According to the Small Business Administration, small businesses received a greater volume of SBA-backed loans last year than ever before. Under the flagship loan program of the SBA, a record sum of $19.6 billion was issued as loans in fiscal 2011. 53,706 businesses received these funds to support their growth and expansion plans.

In 2010, the SBA expanded the scope of its loans to make a larger number of smaller businesses eligible for the loans. It raised the limit of loan amounts it would back from $2 million to $5 million. However, the larger pool had a side effect because the banks increasingly favored the larger loans, which were sought by relatively stronger and larger businesses. Very small businesses with smaller loan requirements got somewhat left behind in this process.
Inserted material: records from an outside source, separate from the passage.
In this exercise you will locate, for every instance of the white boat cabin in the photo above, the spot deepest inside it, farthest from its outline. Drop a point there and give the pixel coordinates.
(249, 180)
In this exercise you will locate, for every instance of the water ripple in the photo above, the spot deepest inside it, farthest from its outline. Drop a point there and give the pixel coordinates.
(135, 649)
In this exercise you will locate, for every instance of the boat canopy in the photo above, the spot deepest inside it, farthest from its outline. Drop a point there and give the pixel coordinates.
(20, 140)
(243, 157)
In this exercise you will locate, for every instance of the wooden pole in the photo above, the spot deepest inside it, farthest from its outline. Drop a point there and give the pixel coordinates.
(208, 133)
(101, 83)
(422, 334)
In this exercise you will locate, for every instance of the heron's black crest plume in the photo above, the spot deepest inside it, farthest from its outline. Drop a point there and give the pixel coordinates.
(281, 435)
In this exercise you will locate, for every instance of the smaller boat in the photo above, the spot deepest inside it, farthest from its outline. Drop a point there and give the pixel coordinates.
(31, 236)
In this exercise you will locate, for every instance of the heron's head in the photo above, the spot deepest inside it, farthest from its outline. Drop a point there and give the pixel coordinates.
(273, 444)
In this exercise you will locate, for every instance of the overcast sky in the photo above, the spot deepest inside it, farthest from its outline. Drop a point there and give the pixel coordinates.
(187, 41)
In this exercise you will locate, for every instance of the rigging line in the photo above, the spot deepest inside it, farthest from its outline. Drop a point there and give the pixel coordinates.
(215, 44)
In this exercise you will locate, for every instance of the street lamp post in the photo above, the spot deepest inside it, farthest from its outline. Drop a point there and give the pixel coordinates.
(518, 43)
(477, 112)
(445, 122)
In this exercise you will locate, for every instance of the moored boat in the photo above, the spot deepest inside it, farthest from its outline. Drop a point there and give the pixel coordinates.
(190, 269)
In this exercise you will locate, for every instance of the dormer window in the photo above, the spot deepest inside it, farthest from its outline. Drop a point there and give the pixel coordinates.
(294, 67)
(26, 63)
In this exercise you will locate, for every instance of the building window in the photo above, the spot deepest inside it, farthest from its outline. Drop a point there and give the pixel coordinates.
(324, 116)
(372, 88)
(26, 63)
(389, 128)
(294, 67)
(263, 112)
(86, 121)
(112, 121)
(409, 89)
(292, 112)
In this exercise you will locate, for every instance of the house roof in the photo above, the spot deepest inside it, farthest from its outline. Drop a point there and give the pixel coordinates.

From the banks’ point of view it consumes the same amount of work to underwrite and process a small loan and a large loan. It takes the same amount of analysis and documentation procedure, which effectively raises the cost of a smaller loan. Therefore, banks are attracted towards larger loans where they can make their money. The net result of this approach was that in 2011, only 29,682 small businesses received loans of less than $150,000 compared to 34,238 businesses in 2010.

The dollar volume of the loans has seen an increase of 58% over 2010, and a 113% jump from 2009, which was the worst period of the credit crunch.

SBA administrator Karen Mills said, “We’ve had an extremely successful year … and we are back to pre-recession lending levels,” she said. “But we still have some gaps. We’re not back in [the terms of] small loans and loans to underserved markets.”